Speaker 1Let's talk about kind of the macro reasons why I said what I said two weeks ago and why I say it again here now. All right, because the consumer is in trouble. All right, we start with the inflation numbers, cpi came in at 3.4 and everyone was all happy that it's down from 3.5. And man, it's kind of low compared to nine, right? And all of this, no, no, 12 months in a row it's been above three and the average over the last 12 months is 3.4. And this was the number we got for March, excuse me, for April. So in that context, that's still 140 basis points, or almost double the Fed's target rate.
Speaker 1Okay, and what's interesting is if you look at the inflation number, it bottomed right at 3%. All right, so, and basically that used to be the high before the pandemic. If you had inflation, it was high. It was pushing 2.6, 2.7. Now it's at its low end of the range, at 3%, and the reason for this, of course, is $35 trillion in public debt in the US.
Speaker 1We can talk about that more in a minute too, but what's interesting in that context is to note that the inflation expectations the University of Michigan survey was at 3% for three months in a row and bounced to 3.3. The New York Fed survey was at 3% for four months in a row the one year ahead outlook and it jumped to 3.3. And it's the same thing. You are now at a level where 3% is kind of seen as the bottom of inflation and the Fed has almost kind of said that's okay because growth is still strong. We're at 5.5, which, versus 3.5, is still restrictive policy measure and the labor market has not rolled over yet, even though inside it has just not above ground. That's the way I like to look at it, because I dig deep and when you dig deep you see the numbers early. The numbers need to be seen above ground for the bulk of people to see them so the market will react, because you need the bulk of the people to react. You know I'm not going to move the markets and if I think it's true, so on and so forth.

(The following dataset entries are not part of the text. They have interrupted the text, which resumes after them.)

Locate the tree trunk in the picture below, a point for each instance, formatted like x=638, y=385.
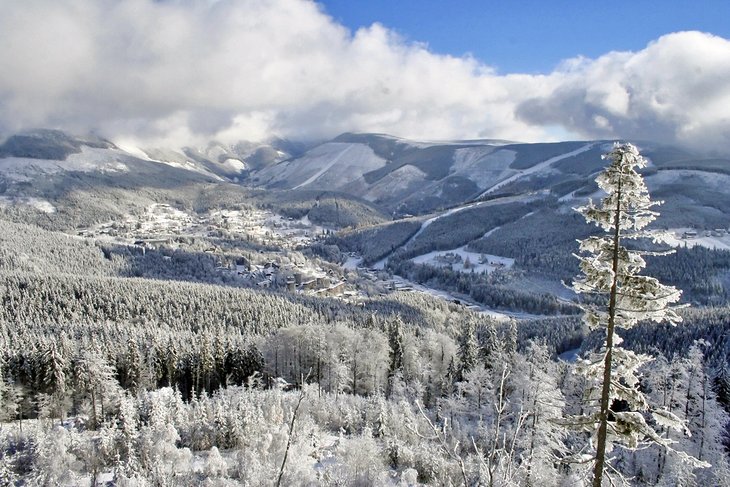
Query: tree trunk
x=605, y=392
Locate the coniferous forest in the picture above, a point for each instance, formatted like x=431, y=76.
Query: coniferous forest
x=130, y=364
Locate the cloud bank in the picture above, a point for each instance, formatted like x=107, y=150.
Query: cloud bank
x=180, y=72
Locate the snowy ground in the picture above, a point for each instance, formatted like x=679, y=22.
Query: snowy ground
x=712, y=239
x=468, y=261
x=536, y=168
x=37, y=203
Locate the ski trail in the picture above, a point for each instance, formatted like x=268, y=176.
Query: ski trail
x=381, y=263
x=537, y=167
x=324, y=169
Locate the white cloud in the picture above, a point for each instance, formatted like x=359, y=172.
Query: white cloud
x=675, y=90
x=182, y=72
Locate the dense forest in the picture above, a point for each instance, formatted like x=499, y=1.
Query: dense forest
x=154, y=368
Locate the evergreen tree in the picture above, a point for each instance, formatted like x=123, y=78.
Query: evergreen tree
x=620, y=297
x=468, y=349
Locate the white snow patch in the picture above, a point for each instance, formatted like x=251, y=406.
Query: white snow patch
x=395, y=182
x=234, y=165
x=483, y=165
x=331, y=165
x=352, y=263
x=456, y=259
x=712, y=239
x=538, y=167
x=37, y=203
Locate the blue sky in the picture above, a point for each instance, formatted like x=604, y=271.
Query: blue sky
x=533, y=36
x=173, y=73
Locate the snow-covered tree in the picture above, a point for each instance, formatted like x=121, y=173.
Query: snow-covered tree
x=620, y=296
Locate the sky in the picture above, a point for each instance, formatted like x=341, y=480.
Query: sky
x=183, y=72
x=533, y=36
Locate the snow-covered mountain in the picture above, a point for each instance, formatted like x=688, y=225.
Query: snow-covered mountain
x=409, y=177
x=396, y=175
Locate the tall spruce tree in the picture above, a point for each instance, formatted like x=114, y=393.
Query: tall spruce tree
x=620, y=297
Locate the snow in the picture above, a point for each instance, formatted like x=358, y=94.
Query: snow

Speaker 1But when we go back to inflation expectations, what's interesting is the percentage of consumers that said they expect inflation to be above 4% jumped from 40.2% last month to 44.4%. It's up more than four full percentage points. That's a 10% jump in the percentages. All right, so that's number one. It's more than double the percent of consumers who expect inflation to be 2% or below. So that's kind of interesting to me. And when you look at the five-year expected rate of inflation, it bottomed at 2% in the second half of 2022. And it's all the way back up to 2.9, just shy of three. 2.8, 2.9, just a tick off of three. So again, two to 3%. That's the five-year ahead, five-year ahead expectation. Five years of 3% inflation. That means higher interest rates are here to stay. Maybe they come down to 4%, 3.5%. If you have something a recession they can bring it to 3% or lower. So we'll see.

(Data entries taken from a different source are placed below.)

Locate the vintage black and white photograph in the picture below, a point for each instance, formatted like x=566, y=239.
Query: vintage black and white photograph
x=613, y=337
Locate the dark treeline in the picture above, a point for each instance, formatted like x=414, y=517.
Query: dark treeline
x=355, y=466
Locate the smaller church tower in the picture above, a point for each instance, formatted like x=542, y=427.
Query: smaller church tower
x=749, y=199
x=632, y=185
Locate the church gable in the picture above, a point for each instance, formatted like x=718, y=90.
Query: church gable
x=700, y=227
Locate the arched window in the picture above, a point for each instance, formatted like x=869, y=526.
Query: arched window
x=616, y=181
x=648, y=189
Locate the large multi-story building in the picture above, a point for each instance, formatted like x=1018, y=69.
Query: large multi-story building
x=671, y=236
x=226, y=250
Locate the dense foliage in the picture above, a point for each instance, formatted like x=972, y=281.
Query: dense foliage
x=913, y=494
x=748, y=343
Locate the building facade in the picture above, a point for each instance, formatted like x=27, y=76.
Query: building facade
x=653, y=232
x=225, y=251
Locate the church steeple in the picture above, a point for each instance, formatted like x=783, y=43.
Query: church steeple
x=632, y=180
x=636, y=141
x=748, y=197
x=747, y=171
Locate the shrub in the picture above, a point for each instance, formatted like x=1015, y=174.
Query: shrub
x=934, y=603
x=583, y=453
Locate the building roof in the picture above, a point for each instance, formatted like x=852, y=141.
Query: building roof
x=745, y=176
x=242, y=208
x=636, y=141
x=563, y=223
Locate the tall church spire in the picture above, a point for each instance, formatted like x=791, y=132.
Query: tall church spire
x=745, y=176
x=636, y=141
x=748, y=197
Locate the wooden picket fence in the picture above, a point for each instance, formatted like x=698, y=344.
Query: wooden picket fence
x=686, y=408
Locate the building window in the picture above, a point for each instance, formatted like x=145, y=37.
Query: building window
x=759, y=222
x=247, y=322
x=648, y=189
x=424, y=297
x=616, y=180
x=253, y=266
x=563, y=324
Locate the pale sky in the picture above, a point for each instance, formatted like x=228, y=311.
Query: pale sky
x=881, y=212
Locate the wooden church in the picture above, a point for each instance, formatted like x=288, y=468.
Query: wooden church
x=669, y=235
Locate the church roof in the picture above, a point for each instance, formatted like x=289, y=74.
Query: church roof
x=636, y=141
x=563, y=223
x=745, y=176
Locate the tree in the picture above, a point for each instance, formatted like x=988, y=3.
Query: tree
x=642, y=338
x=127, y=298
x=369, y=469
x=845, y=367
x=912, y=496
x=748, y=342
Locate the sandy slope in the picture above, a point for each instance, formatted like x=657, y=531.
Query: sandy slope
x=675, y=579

Speaker 1So, in all of that context, again, when you have all these things, when we look at inflation expectations in the New York Fed survey gasoline 4.8 percent, food 5.3, medical 8.7, college tuition 9 and rent 9.1. When you take the CPI number, all right, here's some of the components of the CPI, because we know that food has been down, but we know that food is kind of bottomed here and gasoline and energy, you know had been negative, is now positive on a base effect. Look at what's happening already with electricity. All right, so just let me read off some of the most recent numbers came out last week. All right, on inflation, the core rate was three point six, but many components are still above four and above five. Services, excluding energy Five point three. You have a home, I mean, you know rent is five point four yeah, that's down from nine, but it's still five. Point four it's not more than twice too, it's almost 3 times 2%.
Speaker 1Garbage and trash collection I guess you could call it gash Garbage and trash collection 5.3. Water sewage 5.3. Stuff you got to get some procedures done Dental 4.1. Optometry glasses 4.1. Hospital 7.7. Outpatient 8.2. Elder Glasses 4.1. Hospital 7.7. Outpatient 8.2. Elderly home care is all the way up to 13.9. So you're talking about high levels.

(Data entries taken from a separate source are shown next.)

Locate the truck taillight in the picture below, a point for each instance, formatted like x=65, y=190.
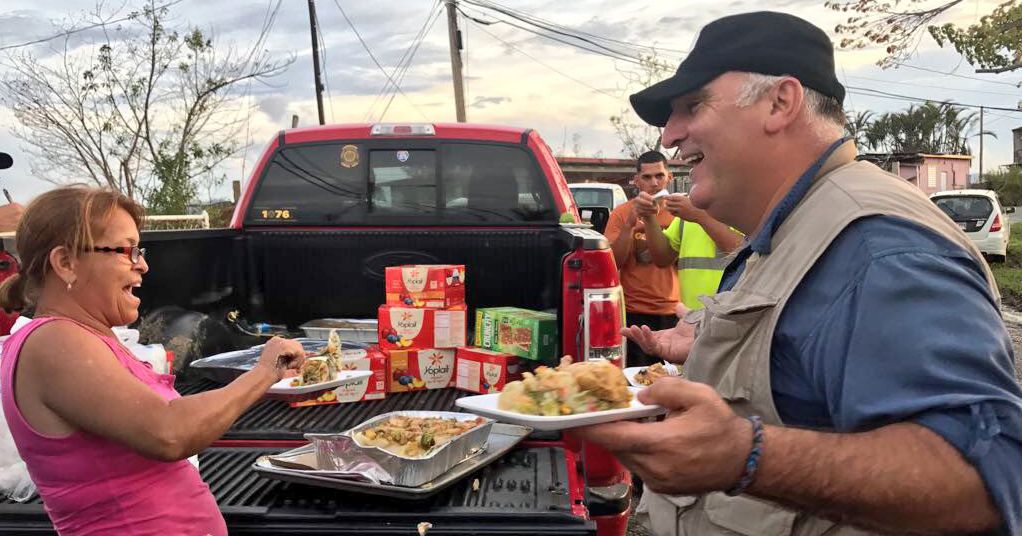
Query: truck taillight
x=414, y=129
x=603, y=320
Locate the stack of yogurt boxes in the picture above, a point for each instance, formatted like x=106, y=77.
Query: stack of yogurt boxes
x=422, y=328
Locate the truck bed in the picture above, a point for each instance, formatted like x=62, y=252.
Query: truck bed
x=513, y=498
x=529, y=490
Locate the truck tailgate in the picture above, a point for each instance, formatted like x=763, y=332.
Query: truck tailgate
x=523, y=492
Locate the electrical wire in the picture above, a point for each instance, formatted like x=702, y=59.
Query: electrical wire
x=83, y=29
x=886, y=94
x=401, y=62
x=373, y=57
x=956, y=75
x=555, y=70
x=617, y=55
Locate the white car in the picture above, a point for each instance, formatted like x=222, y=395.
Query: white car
x=981, y=217
x=598, y=194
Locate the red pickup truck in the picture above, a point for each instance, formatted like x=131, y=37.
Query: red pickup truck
x=325, y=211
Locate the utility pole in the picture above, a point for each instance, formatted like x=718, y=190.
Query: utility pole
x=455, y=37
x=316, y=71
x=980, y=143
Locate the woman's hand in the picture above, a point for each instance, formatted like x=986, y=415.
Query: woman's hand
x=282, y=356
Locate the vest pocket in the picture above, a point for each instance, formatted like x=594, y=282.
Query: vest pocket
x=732, y=344
x=747, y=516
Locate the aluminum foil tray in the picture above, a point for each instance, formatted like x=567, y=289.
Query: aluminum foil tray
x=223, y=368
x=330, y=449
x=502, y=439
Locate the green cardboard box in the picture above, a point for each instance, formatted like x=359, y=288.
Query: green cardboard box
x=530, y=335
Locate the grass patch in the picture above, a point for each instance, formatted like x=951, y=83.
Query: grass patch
x=1009, y=274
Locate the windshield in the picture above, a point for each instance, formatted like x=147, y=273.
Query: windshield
x=963, y=208
x=593, y=197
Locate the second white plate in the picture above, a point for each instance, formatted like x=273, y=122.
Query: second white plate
x=284, y=386
x=485, y=405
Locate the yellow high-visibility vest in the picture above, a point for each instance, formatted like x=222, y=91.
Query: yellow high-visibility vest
x=699, y=265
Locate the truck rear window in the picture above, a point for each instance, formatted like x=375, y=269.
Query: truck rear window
x=390, y=182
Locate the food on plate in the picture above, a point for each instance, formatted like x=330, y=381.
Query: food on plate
x=412, y=437
x=569, y=389
x=651, y=373
x=316, y=370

Speaker 1Let's talk about driving a car. Not only is gasoline more expensive vehicle maintenance up 7.6. Vehicle repair up 9.8. Vehicle insurance up 22.6%. There's parking up 6.6. There's tolls up 7.3. Where is this low inflation? It's not in these numbers, it's not in the things that people pay every single day recreation 4.1. Shipping costs up 7.1 percent. And if you have a pet you're kind of screwed Pet services and pet food 4.5. Veterinarian services 7.1. So you know, I don't think people are going to be dumping their pets. They'd rather borrow more on their credit cards to pay the bills.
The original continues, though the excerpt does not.